### Create companies URLs for Bright Data Scraping

In [0]:
from pyspark.sql.types import *
from pyspark.sql.functions import *
import pyspark
from pyspark.sql import SparkSession
from pyspark.sql import functions as F
import pandas as pd

# pd.set_option('display.max_columns', None)
# pd.set_option('display.width', 1000)
spark = SparkSession.builder.getOrCreate()



In [0]:
import pandas as pd
import json
from pyspark.sql.functions import col

import re
import nltk
from nltk.corpus import stopwords
from nltk.tokenize import word_tokenize
from nltk.stem import PorterStemmer
nltk.download('stopwords')
nltk.download('punkt')

[nltk_data] Downloading package stopwords to /root/nltk_data...
[nltk_data]   Package stopwords is already up-to-date!
[nltk_data] Downloading package punkt to /root/nltk_data...
[nltk_data]   Package punkt is already up-to-date!
Out[2]: True

In [0]:
companies = spark.read.parquet('/linkedin/companies')

## Established Companies

In [0]:

# filter old companies 
old_companies = companies.filter((col('founded') >= '1900') & (col('founded') < '2020'))

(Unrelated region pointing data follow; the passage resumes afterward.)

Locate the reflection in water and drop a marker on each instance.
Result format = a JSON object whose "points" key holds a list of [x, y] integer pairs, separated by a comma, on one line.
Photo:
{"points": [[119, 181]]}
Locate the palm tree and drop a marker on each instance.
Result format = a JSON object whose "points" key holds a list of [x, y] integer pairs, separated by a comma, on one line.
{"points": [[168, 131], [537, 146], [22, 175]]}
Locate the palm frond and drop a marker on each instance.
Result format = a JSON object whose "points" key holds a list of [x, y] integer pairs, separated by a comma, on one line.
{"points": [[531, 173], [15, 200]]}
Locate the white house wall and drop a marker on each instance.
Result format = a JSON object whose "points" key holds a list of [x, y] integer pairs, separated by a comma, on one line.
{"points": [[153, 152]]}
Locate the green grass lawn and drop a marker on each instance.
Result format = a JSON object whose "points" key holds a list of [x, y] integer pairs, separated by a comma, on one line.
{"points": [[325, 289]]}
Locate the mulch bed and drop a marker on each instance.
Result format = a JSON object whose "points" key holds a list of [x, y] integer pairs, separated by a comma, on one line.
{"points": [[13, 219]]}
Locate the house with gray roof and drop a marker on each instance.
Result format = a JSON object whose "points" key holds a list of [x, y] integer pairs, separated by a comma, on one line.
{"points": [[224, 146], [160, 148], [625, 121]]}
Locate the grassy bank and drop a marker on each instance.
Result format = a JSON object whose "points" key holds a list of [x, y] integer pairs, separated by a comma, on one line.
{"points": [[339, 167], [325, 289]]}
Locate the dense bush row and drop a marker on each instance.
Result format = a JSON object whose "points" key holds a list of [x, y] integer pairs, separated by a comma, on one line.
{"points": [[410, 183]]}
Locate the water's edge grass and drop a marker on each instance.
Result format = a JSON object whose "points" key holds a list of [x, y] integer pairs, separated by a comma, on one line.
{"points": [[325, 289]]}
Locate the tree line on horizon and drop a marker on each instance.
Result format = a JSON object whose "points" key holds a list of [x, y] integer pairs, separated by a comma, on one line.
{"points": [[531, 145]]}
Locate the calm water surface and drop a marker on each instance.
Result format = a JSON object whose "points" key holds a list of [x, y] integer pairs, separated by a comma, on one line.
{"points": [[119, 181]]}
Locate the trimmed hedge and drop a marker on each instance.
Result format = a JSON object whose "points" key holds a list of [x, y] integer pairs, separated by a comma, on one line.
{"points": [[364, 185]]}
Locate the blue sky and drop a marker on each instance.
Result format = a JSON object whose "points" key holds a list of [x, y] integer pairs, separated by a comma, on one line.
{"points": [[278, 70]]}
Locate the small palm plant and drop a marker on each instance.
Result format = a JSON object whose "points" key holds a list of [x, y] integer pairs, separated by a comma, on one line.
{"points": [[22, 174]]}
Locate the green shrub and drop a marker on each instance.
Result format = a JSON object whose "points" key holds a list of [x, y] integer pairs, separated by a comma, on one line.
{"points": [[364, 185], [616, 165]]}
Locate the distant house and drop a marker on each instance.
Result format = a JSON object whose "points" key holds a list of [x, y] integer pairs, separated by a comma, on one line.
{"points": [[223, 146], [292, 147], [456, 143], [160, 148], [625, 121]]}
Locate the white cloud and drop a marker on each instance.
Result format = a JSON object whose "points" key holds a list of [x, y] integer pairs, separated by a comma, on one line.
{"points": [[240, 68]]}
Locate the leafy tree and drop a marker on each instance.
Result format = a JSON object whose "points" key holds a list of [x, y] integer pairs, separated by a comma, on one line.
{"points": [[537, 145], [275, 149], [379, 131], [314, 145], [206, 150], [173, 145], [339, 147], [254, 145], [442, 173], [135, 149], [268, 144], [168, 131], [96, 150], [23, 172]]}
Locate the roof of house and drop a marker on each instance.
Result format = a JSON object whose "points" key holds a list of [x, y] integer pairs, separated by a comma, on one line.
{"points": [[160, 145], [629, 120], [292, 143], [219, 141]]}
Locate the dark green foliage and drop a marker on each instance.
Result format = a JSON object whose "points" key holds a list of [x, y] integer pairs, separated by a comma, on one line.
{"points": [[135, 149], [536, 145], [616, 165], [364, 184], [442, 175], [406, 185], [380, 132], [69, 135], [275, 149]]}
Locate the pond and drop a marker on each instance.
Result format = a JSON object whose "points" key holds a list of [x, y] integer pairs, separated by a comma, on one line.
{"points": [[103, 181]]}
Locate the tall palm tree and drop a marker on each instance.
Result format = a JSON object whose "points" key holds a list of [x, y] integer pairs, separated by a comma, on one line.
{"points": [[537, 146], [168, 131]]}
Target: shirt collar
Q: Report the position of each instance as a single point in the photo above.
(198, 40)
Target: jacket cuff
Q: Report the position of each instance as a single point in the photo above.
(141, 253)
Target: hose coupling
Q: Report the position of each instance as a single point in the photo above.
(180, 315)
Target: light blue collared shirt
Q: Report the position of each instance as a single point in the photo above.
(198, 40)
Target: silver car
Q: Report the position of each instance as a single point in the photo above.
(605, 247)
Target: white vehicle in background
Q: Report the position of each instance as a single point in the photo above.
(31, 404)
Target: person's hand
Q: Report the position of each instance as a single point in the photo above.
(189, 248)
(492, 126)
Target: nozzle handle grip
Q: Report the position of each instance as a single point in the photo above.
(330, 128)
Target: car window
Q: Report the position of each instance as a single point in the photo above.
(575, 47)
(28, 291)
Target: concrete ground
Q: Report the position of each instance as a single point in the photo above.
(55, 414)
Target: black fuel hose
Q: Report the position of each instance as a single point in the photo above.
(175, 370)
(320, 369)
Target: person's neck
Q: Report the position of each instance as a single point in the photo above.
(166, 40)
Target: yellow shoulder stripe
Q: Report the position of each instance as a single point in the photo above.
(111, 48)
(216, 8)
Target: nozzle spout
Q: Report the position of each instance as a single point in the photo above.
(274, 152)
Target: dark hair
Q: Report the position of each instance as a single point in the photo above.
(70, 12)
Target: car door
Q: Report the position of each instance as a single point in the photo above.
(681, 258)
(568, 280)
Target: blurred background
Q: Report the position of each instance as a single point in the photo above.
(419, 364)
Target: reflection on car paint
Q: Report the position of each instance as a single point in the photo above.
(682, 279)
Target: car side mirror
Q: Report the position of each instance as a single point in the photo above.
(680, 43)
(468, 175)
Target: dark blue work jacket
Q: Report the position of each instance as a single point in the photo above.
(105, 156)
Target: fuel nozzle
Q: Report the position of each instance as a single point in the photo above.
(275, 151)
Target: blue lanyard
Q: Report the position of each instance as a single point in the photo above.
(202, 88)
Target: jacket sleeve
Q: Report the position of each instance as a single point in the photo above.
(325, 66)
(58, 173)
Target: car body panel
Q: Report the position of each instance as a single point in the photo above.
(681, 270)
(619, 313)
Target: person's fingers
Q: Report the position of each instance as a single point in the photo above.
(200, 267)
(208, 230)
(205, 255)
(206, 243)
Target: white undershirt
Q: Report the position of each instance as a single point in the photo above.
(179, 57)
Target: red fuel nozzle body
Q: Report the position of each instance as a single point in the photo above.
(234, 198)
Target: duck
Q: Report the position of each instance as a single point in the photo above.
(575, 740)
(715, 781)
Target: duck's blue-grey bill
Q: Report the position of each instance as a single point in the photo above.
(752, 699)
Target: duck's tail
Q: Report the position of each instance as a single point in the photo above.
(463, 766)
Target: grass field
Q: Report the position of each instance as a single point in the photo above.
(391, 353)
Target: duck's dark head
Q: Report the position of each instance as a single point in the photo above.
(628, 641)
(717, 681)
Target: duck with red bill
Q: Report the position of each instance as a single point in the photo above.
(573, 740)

# take the maximun between 2004 and foundation year
old_companies = old_companies.orderBy(col('followers').desc())
old_companies = old_companies.withColumn('scraping_time', 
                                         when(col('founded') <= '2004', 'all')
                                         .otherwise(concat(col('founded'), lit('-01-01%202024-03-20'))))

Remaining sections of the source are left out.